The Al Kandari family is a large family in Kuwait. They are of Sunni Muslim Larestani ancestry. The Al Kandari family is not a tribe; as each family may have different ancestors. Therefore the Al Kandari family is simply a sizable family with various sub-families, or families closely related to the Al Kandari family. 

Notable members of the family now include Mohammed Al-Kandari, a member of Kuwait National Assembly; Anas Al Kandari, a militant who died fighting United States Marines on Failaka Island; and Abdullah Kamel Al Kandari and Fayiz Al Kandari, two Kuwaitis who claimed to have traveled to Afghanistan to provide humanitarian aid, who ended up being sent to the Guantanamo Bay detention camp, in part, because their names, or "known aliases" were found on a "list of 324 names" analysts found suspicious. Fayiz Al Kandari was among the two dozen Guantanamo captives to face charges before a Guantanamo military commission.
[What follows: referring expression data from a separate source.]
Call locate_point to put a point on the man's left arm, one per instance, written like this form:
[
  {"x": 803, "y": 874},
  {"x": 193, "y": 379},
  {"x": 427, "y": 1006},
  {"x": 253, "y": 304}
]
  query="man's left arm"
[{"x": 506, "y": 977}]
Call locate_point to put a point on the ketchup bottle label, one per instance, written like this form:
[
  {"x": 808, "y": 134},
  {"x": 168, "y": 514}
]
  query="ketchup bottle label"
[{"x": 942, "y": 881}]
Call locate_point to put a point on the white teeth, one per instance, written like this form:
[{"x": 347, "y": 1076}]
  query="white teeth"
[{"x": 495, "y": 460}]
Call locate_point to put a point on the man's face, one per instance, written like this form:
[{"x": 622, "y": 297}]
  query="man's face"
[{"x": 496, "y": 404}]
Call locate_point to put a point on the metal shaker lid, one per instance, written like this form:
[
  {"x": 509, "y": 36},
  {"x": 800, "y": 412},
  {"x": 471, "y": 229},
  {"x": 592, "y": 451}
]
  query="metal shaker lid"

Mohammed Al Kandari was first elected in 2008. Anas Al Kandari was killed in October 2002, on Failaka Island, an island off Kuwait's coast. US Marines there on a training exercise were fired upon by Anas Al Kandari and Jassem al-Hajiri. Lance Corporal Antonio J. Sledd was killed and another Marine was injured in the incident. Jassem al-Hajiri was also killed.

Abdullah Kamel Al Kandari was repatriated to Kuwait on September 9, 2006. He faced charges in Kuwatit after he was repatriated, and was acquitted.